Dont worry, there is an easy solution:

1. Using data split process direction forward, get from the first tag to the end.
2. Using data split process direction backward, get from the last tag to the beginning

This will leave you with the inner content of the outer tags:


2 steps not 3 ;)
Under review
Hi Travis

The tool is designed to do a lot more than substring. Instead of searching for the index then using the index, why don't you try splitting on that criteria (CHAR) and you can do everything in one step?
Please post the example here if this doesn't make sense.
I am looking to page scrape.
This means I am unable to perform all my string manipulation in a single operation.
In fact I need to iteratively split my content string into smaller pieces based on a variety of tags. The start and end tag do not always match and there can be multiples of them in the data I am working with.

My Algo looks something like this... 

1) Given payload X, I need to locate a region in-between tags Q and V called payload Y.
2) Given payload Y, I need to locate a sub-region in-between tags R and S called payload Z.
3) Given payload Z, I need to search 8 different tag sets. 
4) Given payload Z', I may need to search a further 2 levels of tags down depending on what data region it is.
5) Given a final payload A, I need to clean the data up removing bits and pieces that need to be scrubbed out. ( There are 8 of these final pieces.)
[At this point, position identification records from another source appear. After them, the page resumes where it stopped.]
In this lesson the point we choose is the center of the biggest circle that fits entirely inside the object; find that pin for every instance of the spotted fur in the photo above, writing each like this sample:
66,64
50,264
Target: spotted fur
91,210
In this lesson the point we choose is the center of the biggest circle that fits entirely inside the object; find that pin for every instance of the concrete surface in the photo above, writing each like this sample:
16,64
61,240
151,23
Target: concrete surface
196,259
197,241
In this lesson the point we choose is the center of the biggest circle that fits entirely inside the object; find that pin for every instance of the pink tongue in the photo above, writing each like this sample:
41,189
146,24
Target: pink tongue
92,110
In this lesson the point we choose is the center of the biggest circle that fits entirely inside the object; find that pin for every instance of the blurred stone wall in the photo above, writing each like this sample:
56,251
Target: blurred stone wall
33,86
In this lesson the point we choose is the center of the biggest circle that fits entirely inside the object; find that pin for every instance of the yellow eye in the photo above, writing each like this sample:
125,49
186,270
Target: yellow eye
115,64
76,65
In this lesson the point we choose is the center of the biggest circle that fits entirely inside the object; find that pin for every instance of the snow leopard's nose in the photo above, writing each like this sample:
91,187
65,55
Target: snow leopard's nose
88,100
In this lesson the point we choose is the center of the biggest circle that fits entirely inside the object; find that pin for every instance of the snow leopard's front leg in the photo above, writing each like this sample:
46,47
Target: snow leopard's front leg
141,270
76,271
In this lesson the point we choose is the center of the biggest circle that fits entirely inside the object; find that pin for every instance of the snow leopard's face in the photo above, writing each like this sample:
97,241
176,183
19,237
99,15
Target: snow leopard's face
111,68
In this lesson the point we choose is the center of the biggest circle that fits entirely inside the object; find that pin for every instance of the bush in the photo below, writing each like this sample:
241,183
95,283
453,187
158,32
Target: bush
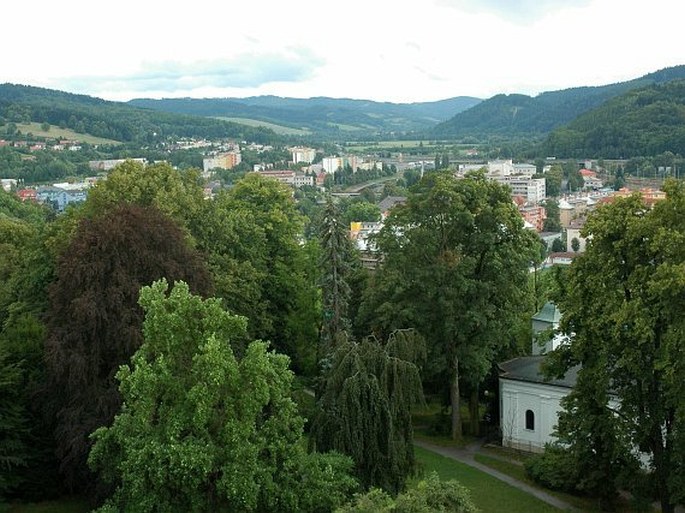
434,496
373,501
553,469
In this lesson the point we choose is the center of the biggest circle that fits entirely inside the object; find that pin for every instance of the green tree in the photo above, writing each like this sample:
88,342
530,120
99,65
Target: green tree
253,235
558,245
204,431
553,179
94,322
360,211
177,194
431,495
365,408
455,267
336,266
623,302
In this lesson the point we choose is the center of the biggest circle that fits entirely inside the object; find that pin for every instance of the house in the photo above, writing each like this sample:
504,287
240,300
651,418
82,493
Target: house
389,202
573,232
27,195
530,403
59,196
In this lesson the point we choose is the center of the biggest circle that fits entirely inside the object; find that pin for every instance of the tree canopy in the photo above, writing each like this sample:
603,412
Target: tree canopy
456,260
201,430
623,305
94,322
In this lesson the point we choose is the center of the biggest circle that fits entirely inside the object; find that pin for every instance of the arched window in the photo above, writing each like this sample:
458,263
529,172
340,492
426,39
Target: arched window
530,420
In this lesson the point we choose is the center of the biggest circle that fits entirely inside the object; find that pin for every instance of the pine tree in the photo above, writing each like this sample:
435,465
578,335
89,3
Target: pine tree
365,410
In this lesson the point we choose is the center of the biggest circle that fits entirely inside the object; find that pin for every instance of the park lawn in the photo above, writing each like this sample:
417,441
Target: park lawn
488,493
65,505
518,472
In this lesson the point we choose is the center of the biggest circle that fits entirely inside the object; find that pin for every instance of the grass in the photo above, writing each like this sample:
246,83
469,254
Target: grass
56,132
488,493
279,129
66,505
515,469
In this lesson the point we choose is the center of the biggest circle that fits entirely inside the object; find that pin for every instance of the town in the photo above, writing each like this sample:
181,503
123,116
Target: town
202,315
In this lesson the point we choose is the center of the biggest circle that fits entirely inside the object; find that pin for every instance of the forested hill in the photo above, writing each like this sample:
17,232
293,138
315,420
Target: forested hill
321,116
518,115
642,122
113,120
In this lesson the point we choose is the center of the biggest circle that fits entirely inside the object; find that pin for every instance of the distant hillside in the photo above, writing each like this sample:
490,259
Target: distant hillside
113,120
518,115
642,122
321,116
Give my algo's need to work down through a varying level of tags set, I believe I need a sub-string feature. Hence why I attempted to use 2 Find Index tools to locate the correct tags. 
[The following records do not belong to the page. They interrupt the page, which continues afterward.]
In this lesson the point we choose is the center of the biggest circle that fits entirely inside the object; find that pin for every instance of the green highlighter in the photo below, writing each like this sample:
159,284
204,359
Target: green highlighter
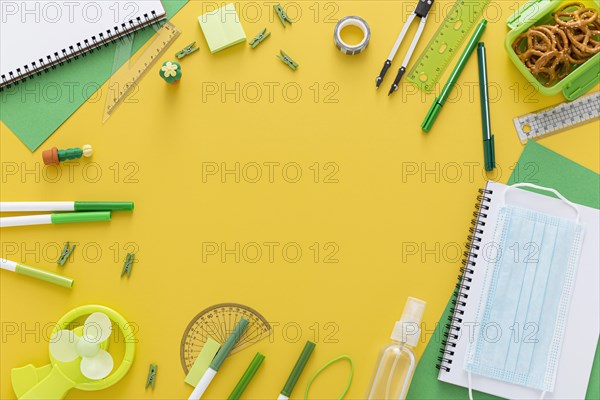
286,392
437,105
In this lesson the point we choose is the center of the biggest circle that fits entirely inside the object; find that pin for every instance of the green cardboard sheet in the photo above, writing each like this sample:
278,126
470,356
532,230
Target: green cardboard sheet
577,184
34,109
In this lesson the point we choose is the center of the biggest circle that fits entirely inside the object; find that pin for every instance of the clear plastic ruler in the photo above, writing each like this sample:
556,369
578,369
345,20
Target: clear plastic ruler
558,118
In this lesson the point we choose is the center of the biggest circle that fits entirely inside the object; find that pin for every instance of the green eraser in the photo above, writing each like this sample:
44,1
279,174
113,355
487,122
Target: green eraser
210,349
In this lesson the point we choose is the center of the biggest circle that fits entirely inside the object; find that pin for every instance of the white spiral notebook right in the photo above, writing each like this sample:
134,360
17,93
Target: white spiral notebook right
38,35
583,321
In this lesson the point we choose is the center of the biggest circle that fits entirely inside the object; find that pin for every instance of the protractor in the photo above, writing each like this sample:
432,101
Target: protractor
217,322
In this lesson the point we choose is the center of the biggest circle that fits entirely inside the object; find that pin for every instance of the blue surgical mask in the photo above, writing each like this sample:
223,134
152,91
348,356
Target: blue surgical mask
527,291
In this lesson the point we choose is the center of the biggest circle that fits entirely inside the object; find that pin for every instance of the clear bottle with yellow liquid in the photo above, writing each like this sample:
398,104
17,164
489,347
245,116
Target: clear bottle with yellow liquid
397,361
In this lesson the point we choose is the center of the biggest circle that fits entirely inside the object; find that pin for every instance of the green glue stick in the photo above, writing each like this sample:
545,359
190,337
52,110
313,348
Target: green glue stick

The php code I wrote to achieve this is below. I used it in a loop that iterates over the data and tag sets building up what I need and pushes it into a MySQL database because of their upsert syntax.Potential duplication is very possible in the data I am working with and I needed to weed this out easily. 

function ExtractRegion($stringData, $startTag, $endTag, $isLast, &$endPos = null){
$start = 0;

if($isLast){
$start = strripos($stringData, $startTag, 0);
}else{
if($startTag == ""){
$start = 0; // trigger a extract from start of string
}else{
$start = stripos($stringData, $startTag, 0);
}
}

if($start != ""){
$end = stripos($stringData, $endTag, $start);
if($end != ""){
$len = ($end - $start);

$tmp = substr($stringData, $start, $len);

if($endPos !== null){
$endPos = $end;
}

return $tmp;
}
}

return "";
}

Thanks.
Hi 

If you are looking for a simple sub-string, then you could use the calculate tool using the mid function. A simple example of this is mid([[a]] , 1 ,5). The calculate tool has most most of the functions provided by excel, and as such, you could also use Left() and Right() depending on your particular use case.


PINNED
Hi Trav

Using the last index in the Data Split tool wont work in this way. This is because the index is relative to the last split in the Data Split tool. It makes working with fixed width files absolutely awesome, but not so great for what you are trying to do.
Dont worry, there is an easy solution:

1. Using data split process direction forward, get from the first tag to the end.
2. Using data split process direction backward, get from the last tag to the beginning

This will leave you with the inner content of the outer tags:


2 steps not 3 ;)